# Clover is biting and tipping over her waterbowl



## bryan123 (Jun 11, 2010)

Hi all and Happy New Year! My kitten Clover who was born on March 17th 2010. She is putting a paw in her water bowl at times and sometimes tipping it over with her paw. She is spayed. She also is biting me. Every time i pet her, she rolls over and trys/starts to bite and trying to scracth me with her back legs. I dont abuse her in any way.. any reason why she is doing these things? she has all her shots and everything.


----------



## bryan123 (Jun 11, 2010)

EDIT: also the waterbowl is about 1 inch deep.


----------



## Susan (Mar 29, 2010)

As for the water bowl...she's likely playing or she simply likes to put her paw in the water. My Muffs often dips her paw into the water and then uses her paw to wipe her face. In my case, however, it's not a problem, since I have a water fountain, which she can't tip over. So, I would either get a water fountain or try to use a heavier bowl that she can't tip over. 

As for the biting and the "bunny kicking"...again she's trying to play, although I wouldn't encourage such play. It's not unusual for kittens to do that, especially if they don't have another kitten/cat to play with, on whom they can take out their predatory play instincts. When she bites/etc., say "No" sternly and stop petting her for a few minutes.

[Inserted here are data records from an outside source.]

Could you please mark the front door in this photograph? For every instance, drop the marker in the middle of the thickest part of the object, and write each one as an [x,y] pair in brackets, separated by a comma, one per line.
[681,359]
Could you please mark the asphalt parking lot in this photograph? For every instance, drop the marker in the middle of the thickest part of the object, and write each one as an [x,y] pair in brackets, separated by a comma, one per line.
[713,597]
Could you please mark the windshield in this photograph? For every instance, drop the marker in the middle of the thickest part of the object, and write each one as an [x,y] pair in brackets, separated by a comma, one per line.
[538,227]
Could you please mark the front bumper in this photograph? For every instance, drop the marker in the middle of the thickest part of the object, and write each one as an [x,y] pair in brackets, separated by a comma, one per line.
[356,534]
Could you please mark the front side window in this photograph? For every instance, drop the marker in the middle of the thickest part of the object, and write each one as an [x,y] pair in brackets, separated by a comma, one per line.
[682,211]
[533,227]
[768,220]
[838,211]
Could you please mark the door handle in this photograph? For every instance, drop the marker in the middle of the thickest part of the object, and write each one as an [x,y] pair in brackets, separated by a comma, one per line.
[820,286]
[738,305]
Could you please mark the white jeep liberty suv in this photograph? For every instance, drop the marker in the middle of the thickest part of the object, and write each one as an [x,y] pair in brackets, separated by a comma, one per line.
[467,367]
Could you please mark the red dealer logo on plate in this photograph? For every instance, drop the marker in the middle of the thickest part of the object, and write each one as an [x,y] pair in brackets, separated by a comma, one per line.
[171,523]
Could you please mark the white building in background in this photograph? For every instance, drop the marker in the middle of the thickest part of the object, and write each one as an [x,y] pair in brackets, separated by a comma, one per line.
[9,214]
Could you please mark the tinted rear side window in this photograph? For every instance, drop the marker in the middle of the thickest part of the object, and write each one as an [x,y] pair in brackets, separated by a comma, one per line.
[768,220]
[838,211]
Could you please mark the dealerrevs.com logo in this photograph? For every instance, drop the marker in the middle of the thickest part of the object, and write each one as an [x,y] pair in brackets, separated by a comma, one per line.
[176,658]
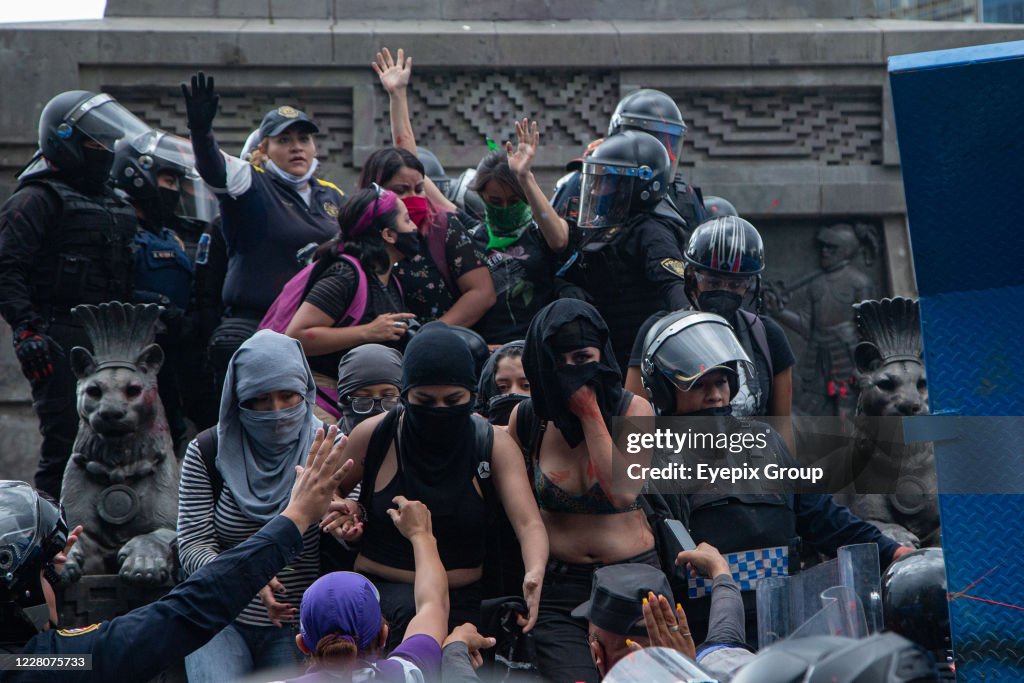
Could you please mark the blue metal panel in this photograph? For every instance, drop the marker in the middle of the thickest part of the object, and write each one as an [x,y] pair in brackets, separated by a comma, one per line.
[960,117]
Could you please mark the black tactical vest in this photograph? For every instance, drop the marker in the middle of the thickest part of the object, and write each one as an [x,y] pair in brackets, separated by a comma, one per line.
[89,258]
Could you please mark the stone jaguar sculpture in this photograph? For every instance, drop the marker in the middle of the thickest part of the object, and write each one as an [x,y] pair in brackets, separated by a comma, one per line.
[893,385]
[121,482]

You can also try giving her one of the little wrestling toys that she can bunny kick.


----------



## Snarfums (Dec 28, 2010)

Congrats on your new kitty! I would eccomend getting a heavier bowl or a shallow wetfood bowl that he can't knock over by just using her paw.

Most kittens go through a biting phase- does she have any toys so she can bit and kick those instead of you?


----------



## Heidi n Q (Nov 22, 2006)

I agree the 'biting' sounds like play. She is playing in the same manner she'd play with littermates and if you're the only game in town ... YOU are the one she'll try to play with.

As to the water-bowl ... I've had several tippers. IMO, I think the kitties do that to make the water move, so they can see where the level is before dipping their head down and possibly dunking their nose into the water. I bought a heavy, ceramic water dish they can't tip over. They still manage to 'drag' it several inches, though, and make water splash/slosh out. One kitty also prefers to dip her paw into the water, shake off the excess drops, lick her wet toe-fur ... and repeat.


----------



## Jan Rebecca (Oct 14, 2010)

THe biting is probably her way of playing with you - my Tuffy did that too, you'll just have to teach her it's a 'no' thing..


----------



## Salemcat2 (Dec 28, 2010)

My Dagny LOVED playing in his water bowl. So much so, he drenched our floor ALL the time. This went on for weeks. Finally, I just put the bowl in the bathtub. Now he can do it til his heart's content, lol! Works great, especially since he loves getting in the tub anyway and putting his head under and batting at the drops coming out of the faucet. If I bought a heavier bowl, he would just splash it all out, so this was the solution I came up with.


----------



## Goldtanker (Jan 9, 2011)

Midnight, the wild cat that lives under my porch and in the garage, has a heated water dish in the garage filled with fresh water. Sometimes he drinks from it but his preferred source is the heated bird bath that I put on the ground in the winter so the birds and animals can use it. I have explained to him what the birds do in there, but he is oblivious.


----------